After years of ministry, Sandra has learned the importance of keeping a good sense of humor. “I don’t know how many times I’ve been counseling someone in the bookstore when I look out the window and see one of those particular Mormons who loves to goad me into arguments come walking up the drive,” she says.


“All you can do is laugh and lift up a quick prayer. When you can laugh at yourself, it keeps you from becoming too important in your own eyes.”

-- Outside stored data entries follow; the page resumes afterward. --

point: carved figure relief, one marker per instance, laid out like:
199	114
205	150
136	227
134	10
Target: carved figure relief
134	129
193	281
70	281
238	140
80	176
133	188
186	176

She’s also learned to trust God. “It’s a matter of staying close to the Lord and staying open to what He brings into your life,” Sandra says. “Jerald’s Alzheimer’s wasn’t on my agenda. But I’ve learned through experience that everything, even the things that seem wrong or negative, come from a loving Father’s hand. Look for God’s grace, and it will find you.”


John Draper is a freelance writer based in Seattle. He has studied Mormonism for several years and looks forward to opportunities to share the gospel with Mormons.